The Toronto Star newspaper noted Monday that Rice visited 39 countries, traveled 167,366 miles and spent 357 hours in the air "before making the 90-minute hop to Ottawa."
Her presence this week also gave Prime Minister Paul Martin and members of Parliament an opportunity to state their grievances against the U.S. government.
Top on their list is the U.S. refusal to accept rulings under the North American Free Trade Agreement that the United States has illegally collected nearly $4 billion in tariffs on Canadian softwood lumber imports. The Bush administration views the issue as an arcane trade dispute and Rice asked Tuesday that Canadians "keep this in perspective." But to Canadians, it has become a searing symbol of arrogance and hubris by the Bush administration.
Blaring newspaper headlines have described the U.S. government as a "bully" and "outlaw." The national tenor was captured in a blunt question to Rice on Tuesday by a reporter in Ottawa: "If you don't live up to a decision with your closest neighbor, how will other countries around the world trust the United States?"
In response, Rice urged Canadians "not to speak in apocalyptic language," and she insisted the U.S. commitment "has been as good as gold."
Martin, though, has been persistent on the issue. "Friends live up to their agreements," he scolded when asked about the U.S. position in a news conference Monday. In a telephone conversation with Bush on Oct. 14, Martin rejected the president's request to negotiate the tariff issue, saying Canada "would not negotiate a win," according to an account by Martin's office uncontested by the White House.
Martin, meanwhile, has been mentioning lately that Canada, the largest exporter of oil to the United States, has other potential customers, notably energy-hungry China.
At dinner with Rice on Monday, Martin also raised complaints that U.S. guns were contributing to street violence in Toronto. He also said a U.S. plan to require passports for anyone crossing the border from Canada would hurt tourism and trade.
Rice stuck to her positive message in public. "There are many, many issues the United States and Canada are cooperating on across the world," she said Tuesday.
Martin came to power two years ago, and pledged he would repair relations with the United States, which had been damaged by Canada's refusal to join the invasion of Iraq. But the jabs at the United States serve the prime minister's home front politics.
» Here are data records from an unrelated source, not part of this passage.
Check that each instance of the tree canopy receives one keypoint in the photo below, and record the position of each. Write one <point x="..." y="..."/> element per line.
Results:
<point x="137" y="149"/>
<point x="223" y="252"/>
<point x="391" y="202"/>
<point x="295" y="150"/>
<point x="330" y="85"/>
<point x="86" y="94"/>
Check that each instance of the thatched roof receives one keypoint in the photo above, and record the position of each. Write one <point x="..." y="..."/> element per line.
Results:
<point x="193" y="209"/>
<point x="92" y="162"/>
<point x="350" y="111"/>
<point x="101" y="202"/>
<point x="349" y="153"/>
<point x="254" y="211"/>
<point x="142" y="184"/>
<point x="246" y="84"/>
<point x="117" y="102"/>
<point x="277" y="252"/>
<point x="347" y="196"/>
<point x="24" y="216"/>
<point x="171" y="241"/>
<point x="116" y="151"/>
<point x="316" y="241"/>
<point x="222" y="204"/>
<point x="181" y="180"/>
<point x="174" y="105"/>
Martin leads a minority government constantly hectored by the opposition Conservative Party. With an election looming, a little America-bashing is "fertile ground for politicians in search of votes," said Adams, who has taken public opinion surveys regularly for 25 years.
A broadly worded survey question indicated that 48 percent of Canadians now have an unfavorable view of the United States, Adams said. In 1981, he said his survey showed that 7 percent had such a negative view of their southern neighbor.
Chantal Hebert, a political commentator, said that relations with the United States are not likely to improve very soon.
"There will not be a thaw between the White House and Ottawa until the Bush administration moves on," she said.